Salah seorang petani kakao di Kecamatan Warunggunung, Didi, mengatakan saat ini para petani memilih bertahan dan tidak menjual hasil panennya. Penurunan harga dinilai terlalu drastis dan merugikan petani. “Kami sementara ini memilih tidak menjual kakao karena harganya sedang anjlok. Dari Rp45.000 sekarang tinggal Rp20.000 per kilogram,” ujar Didi di Warunggunung, Minggu 22 Februari 2026.

Menurutnya, anjloknya harga kakao sudah terjadi dalam beberapa hari terakhir. Penurunan tersebut terjadi di tingkat pengepul yang menjadi tempat utama petani menjual hasil panen mereka. “Turunnya sudah beberapa hari ini di pengepul. Jadi kami lebih baik simpan dulu daripada rugi,” katanya.

Didi menjelaskan, sebelumnya harga kakao sempat berada pada kondisi yang sangat menguntungkan. Bahkan pada 2024 lalu, harga kakao pernah menembus Rp135.000 per kg. “Waktu 2024 harga sempat sampai Rp135.000 per kilo. Sekarang turun jauh sekali, tentu terasa sekali bagi kami,” ucapnya.

Saat ini, Didi mengaku masih menyimpan sekitar 500 kg biji kakao kering di rumahnya. Ia berharap harga kembali membaik dalam waktu dekat sehingga bisa menjual dengan nilai yang lebih layak. “Saya punya sekitar 500 kilo. Untuk sementara disimpan dulu sambil menunggu harga naik lagi,” ujarnya.

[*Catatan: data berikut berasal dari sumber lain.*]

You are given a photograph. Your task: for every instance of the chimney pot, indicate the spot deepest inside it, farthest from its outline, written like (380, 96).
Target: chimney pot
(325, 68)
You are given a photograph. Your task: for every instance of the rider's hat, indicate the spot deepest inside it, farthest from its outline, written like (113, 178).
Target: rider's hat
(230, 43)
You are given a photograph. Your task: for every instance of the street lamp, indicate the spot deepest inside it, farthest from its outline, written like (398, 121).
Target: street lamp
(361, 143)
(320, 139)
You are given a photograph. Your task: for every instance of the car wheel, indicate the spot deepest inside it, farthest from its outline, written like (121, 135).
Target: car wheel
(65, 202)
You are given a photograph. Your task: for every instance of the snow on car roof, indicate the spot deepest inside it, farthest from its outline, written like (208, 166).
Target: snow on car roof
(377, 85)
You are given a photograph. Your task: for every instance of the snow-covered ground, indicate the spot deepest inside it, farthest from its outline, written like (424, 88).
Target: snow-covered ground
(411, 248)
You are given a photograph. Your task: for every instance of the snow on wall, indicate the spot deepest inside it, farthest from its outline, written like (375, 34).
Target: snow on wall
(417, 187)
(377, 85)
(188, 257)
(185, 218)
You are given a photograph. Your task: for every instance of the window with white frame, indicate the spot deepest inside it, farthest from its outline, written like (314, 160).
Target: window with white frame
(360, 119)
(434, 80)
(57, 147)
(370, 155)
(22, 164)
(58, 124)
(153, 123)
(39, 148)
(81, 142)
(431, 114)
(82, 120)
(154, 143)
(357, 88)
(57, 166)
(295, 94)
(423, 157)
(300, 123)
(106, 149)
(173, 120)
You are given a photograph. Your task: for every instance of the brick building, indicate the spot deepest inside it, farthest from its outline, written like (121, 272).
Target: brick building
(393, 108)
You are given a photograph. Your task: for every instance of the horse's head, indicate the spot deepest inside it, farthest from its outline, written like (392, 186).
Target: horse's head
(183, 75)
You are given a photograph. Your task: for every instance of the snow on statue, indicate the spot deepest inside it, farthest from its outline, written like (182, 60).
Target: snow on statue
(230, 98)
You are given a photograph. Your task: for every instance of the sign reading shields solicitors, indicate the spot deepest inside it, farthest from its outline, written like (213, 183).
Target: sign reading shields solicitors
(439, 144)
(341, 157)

Hal serupa juga disampaikan Ujang, petani kakao lainnya di Kabupaten Lebak. Ia mengaku memiliki sekitar 250 kg kakao, namun belum berani menjual karena harga di tingkat pengepul terus melemah. “Saya juga punya sekitar 250 kilo, tapi belum dijual. Harga di pengepul turun terus, jadi kami tahan dulu,” kata Ujang.

Menurut Ujang, penurunan harga kakao kali ini dipengaruhi oleh musim panen di sejumlah daerah sentra penghasil cokelat. Melimpahnya pasokan di pasaran membuat harga ikut tertekan.

“Sekarang ini kan lagi musim panen di beberapa daerah, jadi pasokan banyak dan harga turun,” katanya.

Bambang, seorang pengepul hasil bumi di Rangkasbitung, Kabupaten Lebak, membenarkan adanya penurunan harga kakao dalam beberapa hari terakhir. Ia mengatakan tetap menampung kakao dari petani, meski jumlahnya relatif kecil.

Dengan kondisi harga yang belum stabil, para petani berharap ada perbaikan pasar dalam waktu dekat agar hasil panen mereka dapat dijual dengan harga yang lebih menguntungkan dan mampu menopang kebutuhan ekonomi keluarga. “Kami masih menampung kakao kering dari Lebak, Serang, dan Pandeglang, tapi volumenya tidak banyak karena petani banyak yang menahan penjualan,” ujar Bambang.